Nihon Kyukyu Igakukai Zasshi
Online ISSN : 1883-3772
Print ISSN : 0915-924X
ISSN-L : 0915-924X
Volume 25, Issue 2
Displaying 1-7 of 7 articles from this issue
Original Article
  • Takashiro Kondo , Mitsunaga Iwata , Yoshimi Kitagawa
    2014 Volume 25 Issue 2 Pages 37-42
    Published: February 15, 2014
    Released on J-STAGE: June 10, 2014
    JOURNAL FREE ACCESS
    Objectives: Symptoms of acute myocardial infarction (AMI) can be atypical, and some patients with AMI do not use an ambulance to travel to the emergency department (ED). The purpose of this study was to evaluate the characteristics of patients with AMI who do not arrive by ambulance (i.e., walk-in patients).

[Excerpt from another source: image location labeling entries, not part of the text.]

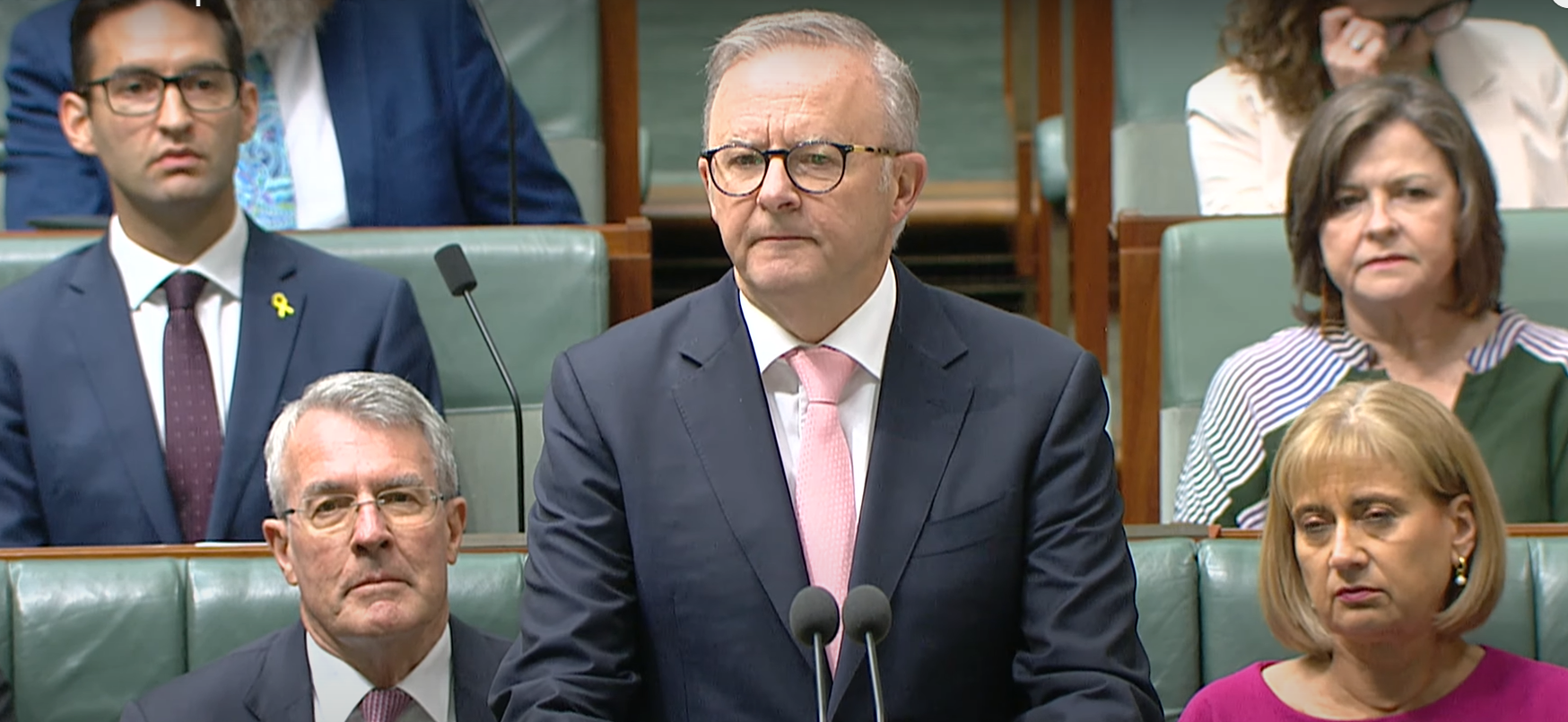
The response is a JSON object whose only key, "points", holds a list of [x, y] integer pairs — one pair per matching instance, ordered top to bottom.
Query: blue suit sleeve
{"points": [[44, 174], [543, 193], [404, 348], [21, 512], [574, 657], [1081, 657]]}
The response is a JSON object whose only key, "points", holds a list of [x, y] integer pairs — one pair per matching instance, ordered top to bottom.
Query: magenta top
{"points": [[1503, 688]]}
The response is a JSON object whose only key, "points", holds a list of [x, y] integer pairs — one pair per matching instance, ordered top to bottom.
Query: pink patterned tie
{"points": [[823, 476], [383, 705]]}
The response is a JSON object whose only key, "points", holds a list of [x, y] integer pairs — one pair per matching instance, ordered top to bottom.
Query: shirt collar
{"points": [[143, 271], [861, 337], [339, 688]]}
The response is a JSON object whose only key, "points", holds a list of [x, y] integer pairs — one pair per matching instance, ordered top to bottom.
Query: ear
{"points": [[249, 109], [75, 123], [908, 180], [1462, 512], [457, 518], [276, 535]]}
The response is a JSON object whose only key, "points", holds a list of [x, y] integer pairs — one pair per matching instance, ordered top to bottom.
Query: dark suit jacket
{"points": [[417, 100], [81, 461], [664, 553], [268, 680]]}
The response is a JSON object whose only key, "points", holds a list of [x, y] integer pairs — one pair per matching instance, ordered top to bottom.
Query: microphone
{"points": [[511, 117], [460, 281], [867, 617], [814, 621]]}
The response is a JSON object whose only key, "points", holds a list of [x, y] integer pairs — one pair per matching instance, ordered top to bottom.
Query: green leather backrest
{"points": [[1169, 616], [1234, 633], [91, 635]]}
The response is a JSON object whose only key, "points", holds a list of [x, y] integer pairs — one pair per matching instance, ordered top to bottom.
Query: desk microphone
{"points": [[511, 117], [460, 281], [867, 619], [814, 621]]}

    Methods: A retrospective study was performed for all ST-elevation myocardial infarction (STEMI) patients who presented to the ED from April 1, 2006 to March 31, 2012 in an urban ED in Japan. We compared baseline characteristics and the initial management of patients who arrived by ambulance with those of walk-in patients. We also compared the severity and prognosis of AMI.

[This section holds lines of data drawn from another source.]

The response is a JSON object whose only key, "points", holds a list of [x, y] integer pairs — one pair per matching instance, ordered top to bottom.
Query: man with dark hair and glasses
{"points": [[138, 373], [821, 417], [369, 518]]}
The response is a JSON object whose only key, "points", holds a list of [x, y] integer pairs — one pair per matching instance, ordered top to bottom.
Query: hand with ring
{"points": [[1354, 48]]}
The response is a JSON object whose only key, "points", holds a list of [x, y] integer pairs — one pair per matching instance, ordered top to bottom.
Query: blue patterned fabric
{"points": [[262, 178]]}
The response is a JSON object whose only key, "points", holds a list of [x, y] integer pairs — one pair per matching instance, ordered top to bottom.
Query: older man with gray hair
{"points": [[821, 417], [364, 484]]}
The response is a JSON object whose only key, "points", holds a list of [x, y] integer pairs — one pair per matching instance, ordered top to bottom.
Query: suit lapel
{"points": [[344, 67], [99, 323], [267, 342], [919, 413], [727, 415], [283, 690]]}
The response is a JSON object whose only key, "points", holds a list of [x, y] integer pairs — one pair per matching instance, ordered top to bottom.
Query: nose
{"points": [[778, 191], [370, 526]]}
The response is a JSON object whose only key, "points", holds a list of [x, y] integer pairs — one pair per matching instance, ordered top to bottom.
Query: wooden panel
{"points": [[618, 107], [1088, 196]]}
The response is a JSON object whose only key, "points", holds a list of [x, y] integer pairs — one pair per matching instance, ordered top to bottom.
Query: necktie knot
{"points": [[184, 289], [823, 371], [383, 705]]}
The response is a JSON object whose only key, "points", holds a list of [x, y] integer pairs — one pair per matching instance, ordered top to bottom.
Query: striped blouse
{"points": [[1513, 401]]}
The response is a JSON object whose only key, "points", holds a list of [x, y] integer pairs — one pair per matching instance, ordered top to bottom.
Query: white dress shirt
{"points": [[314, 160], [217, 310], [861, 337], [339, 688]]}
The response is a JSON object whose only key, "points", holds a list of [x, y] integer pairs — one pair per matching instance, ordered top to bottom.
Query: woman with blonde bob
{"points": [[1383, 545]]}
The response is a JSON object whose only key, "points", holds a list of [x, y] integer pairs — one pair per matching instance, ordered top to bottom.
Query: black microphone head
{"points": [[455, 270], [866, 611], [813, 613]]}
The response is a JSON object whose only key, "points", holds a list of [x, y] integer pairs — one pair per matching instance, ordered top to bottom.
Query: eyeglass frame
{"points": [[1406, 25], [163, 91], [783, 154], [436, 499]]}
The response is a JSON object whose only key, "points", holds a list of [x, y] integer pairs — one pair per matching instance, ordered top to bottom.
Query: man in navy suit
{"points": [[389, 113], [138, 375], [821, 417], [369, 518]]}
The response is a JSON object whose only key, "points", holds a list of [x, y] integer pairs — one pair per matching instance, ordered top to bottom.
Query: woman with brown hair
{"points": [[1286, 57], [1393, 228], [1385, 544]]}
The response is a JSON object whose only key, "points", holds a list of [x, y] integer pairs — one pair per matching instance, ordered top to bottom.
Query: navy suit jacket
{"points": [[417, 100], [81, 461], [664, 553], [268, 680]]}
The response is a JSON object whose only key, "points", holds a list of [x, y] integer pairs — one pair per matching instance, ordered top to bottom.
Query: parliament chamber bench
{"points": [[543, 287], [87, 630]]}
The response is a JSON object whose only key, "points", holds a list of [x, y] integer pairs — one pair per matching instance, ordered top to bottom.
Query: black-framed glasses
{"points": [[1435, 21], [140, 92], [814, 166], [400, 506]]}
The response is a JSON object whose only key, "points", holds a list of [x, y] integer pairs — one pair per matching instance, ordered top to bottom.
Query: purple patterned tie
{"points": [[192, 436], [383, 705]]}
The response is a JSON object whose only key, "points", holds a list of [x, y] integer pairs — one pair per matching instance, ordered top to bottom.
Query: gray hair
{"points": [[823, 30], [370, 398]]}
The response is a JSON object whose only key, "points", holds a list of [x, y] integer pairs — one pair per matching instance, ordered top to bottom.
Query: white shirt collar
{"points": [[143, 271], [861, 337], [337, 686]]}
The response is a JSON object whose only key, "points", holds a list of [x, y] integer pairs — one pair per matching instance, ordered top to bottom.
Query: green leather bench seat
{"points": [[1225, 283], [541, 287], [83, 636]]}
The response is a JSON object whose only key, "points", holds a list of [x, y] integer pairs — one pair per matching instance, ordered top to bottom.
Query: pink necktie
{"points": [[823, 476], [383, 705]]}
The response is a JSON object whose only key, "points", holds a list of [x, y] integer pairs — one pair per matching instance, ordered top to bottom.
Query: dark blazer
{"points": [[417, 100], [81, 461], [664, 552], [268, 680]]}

    Results: Data were collected from 362 patients. Of these, 95 (26.2%) arrived as walk-in patients and 267 (73.8%) arrived by ambulance. There was no significant difference in age and sex ratio between the groups. The onset-to-door time of the walk-in group was significantly longer than that of the ambulance group (median, 3 hours [IQR: 1-10]) vs. 2 hours [IQR: 1-4]), respectively, p<0.0001). Significantly fewer walk-in patients had chest symptoms (64.2% vs. 77.9%, respectively, p=0.01), but the proportion of patients with diabetes did not significantly differ between groups. The door-to-ECG time for the walk-in group was significantly longer (median, 10 minutes [IQR, 7-16] vs. 6 minutes [IQR: 3-8], respectively [p<0.0001]). The door-to-balloon time of the walk-in group was also significantly longer (median, 129 minutes [IQR: 99-160] vs. 104 minutes [IQR: 78-135], respectively [p<0.0001]). Peak CK and the proportions of patients with Killip IV class AMI, ventricular assist devices, and complications were not significantly different in the 2 groups. The length of hospital stay was significantly shorter for walk-in patients (median, 15 days [IQR: 12-22] vs. 17 days [IQR: 14-23], respectively, [p=0.03]). However, the length of ICU stay and the rates of inhospital death were not significantly different between the groups.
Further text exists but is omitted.